【その時音楽シーンが動いた #3】“月9の時代”と“CDバブル” 2つの扉を開けた伝説ドラマの主題歌「ラブ・ストーリーは突然に」
カラオケボックスとCDシングルにより新たな“ヒットの方程式”が確立
ヒットの要因としては、楽曲の完成度もさることながら、高視聴率を毎週獲得する話題のドラマで繰り返し使用されたことが挙げられよう。「東ラブ」プロデューサーの大多亮(フジテレビ)は88年1月期の「君の瞳をタイホする!」を皮切りに高視聴率作品を量産していたが、ドラマ制作では「音楽」「ファッション」「ロケ地」の3要素を重視。「男女7人夏物語」(TBS系)を源流とする恋愛群像劇を若者向けにアレンジしたラブコメディ路線を「月9(月曜夜9時枠)」や「木10(木曜夜10時枠)」で展開し、トレンディードラマの一大ブームを巻き起こしていた。

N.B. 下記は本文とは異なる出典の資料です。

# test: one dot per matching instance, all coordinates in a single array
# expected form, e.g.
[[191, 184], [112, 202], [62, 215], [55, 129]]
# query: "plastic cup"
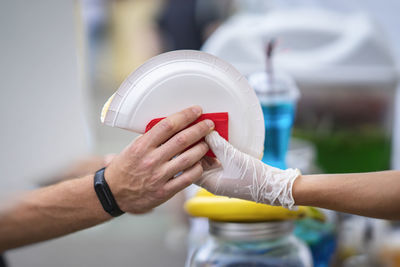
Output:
[[278, 95]]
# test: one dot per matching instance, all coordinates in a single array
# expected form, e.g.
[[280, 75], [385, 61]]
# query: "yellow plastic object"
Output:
[[105, 108], [219, 208]]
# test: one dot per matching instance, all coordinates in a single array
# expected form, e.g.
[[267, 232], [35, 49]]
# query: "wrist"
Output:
[[299, 190], [105, 195]]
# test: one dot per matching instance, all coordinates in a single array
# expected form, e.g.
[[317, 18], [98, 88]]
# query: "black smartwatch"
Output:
[[105, 195]]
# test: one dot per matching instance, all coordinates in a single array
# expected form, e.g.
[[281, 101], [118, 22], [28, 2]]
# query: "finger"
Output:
[[217, 144], [186, 159], [187, 178], [184, 139], [209, 163], [169, 126]]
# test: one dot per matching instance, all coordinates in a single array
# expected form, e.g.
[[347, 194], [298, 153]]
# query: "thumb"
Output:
[[218, 145], [234, 162]]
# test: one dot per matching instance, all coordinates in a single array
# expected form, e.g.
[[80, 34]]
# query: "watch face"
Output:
[[176, 80]]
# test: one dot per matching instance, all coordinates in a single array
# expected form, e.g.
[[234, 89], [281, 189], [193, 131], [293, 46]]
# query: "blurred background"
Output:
[[61, 60]]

90年10月期の「すてきな片想い」以降は切ない恋を描く純愛路線にシフトするが、音楽を効果的に使用する手法は継続。「東ラブ」ではオープニングカットのみならず、クライマックスでも必ず「ラブ・ストーリーは突然に」が流れたため、視聴者にはサブリミナル的に主題歌が刷り込まれていった。
もちろん大ヒットしたドラマ関連曲はそれ以前にも存在した。昭和期には名演出家・久世光彦が手がけた「水曜劇場」(TBS系)や大映テレビ制作のドラマなどから数々のヒット曲が生まれている。しかしアナログ盤時代はミリオンセラー自体が年に2~3曲。ドラマ発のミリオンは、中村雅俊「ふれあい」(日本テレビ系「われら青春!」劇中歌)、さくらと一郎「昭和枯れすゝき」(TBS系「時間ですよ昭和元年」挿入歌)、長渕剛「とんぼ」(TBS系「とんぼ」主題歌)の3曲しかなかった。
だが平成に入って(89年)状況が一変する。背景にはカラオケボックスとCDシングルの普及があった。80年代後半に登場したカラオケボックスは、それまで夜の繁華街が中心だったカラオケ文化を若年層にも定着させることに貢献。88年に登場した8cmのCDシングルは、再生機の普及とカラオケ練習用という需要に支えられて市場規模を急速に拡大していく。
そんな環境が整いつつある時に登場したのが「ラブ・ストーリーは突然に」であった。「話題のドラマを観る」→「主題歌のCDを買う」→「いち早く覚えてカラオケで歌う」という、新しい“ヒットの方程式”を確立した同作は、ドラマとのタイアップがそれまで以上に有効な手段であることを知らしめ、多くのフォロワーを生みだした。
実際、ドラマ発のメガヒットは91年以降、急増し、97年までに63曲ものミリオンセラーが誕生する。放送枠別に見ると、1位はフジテレビの「月9」で14曲、2位はやはりフジテレビの「木10」で9曲、3位が日本テレビの「土9」で7曲。98年以降はどの枠も勢いを失っていくので、この7年間が「ドラマタイアップ」が最も熱かった時期といえるだろう。その黄金時代の扉を開き、“月9ブランド”を揺るぎないものとしたのが「東ラブ」と「ラブ・ストーリーは突然に」だったのである。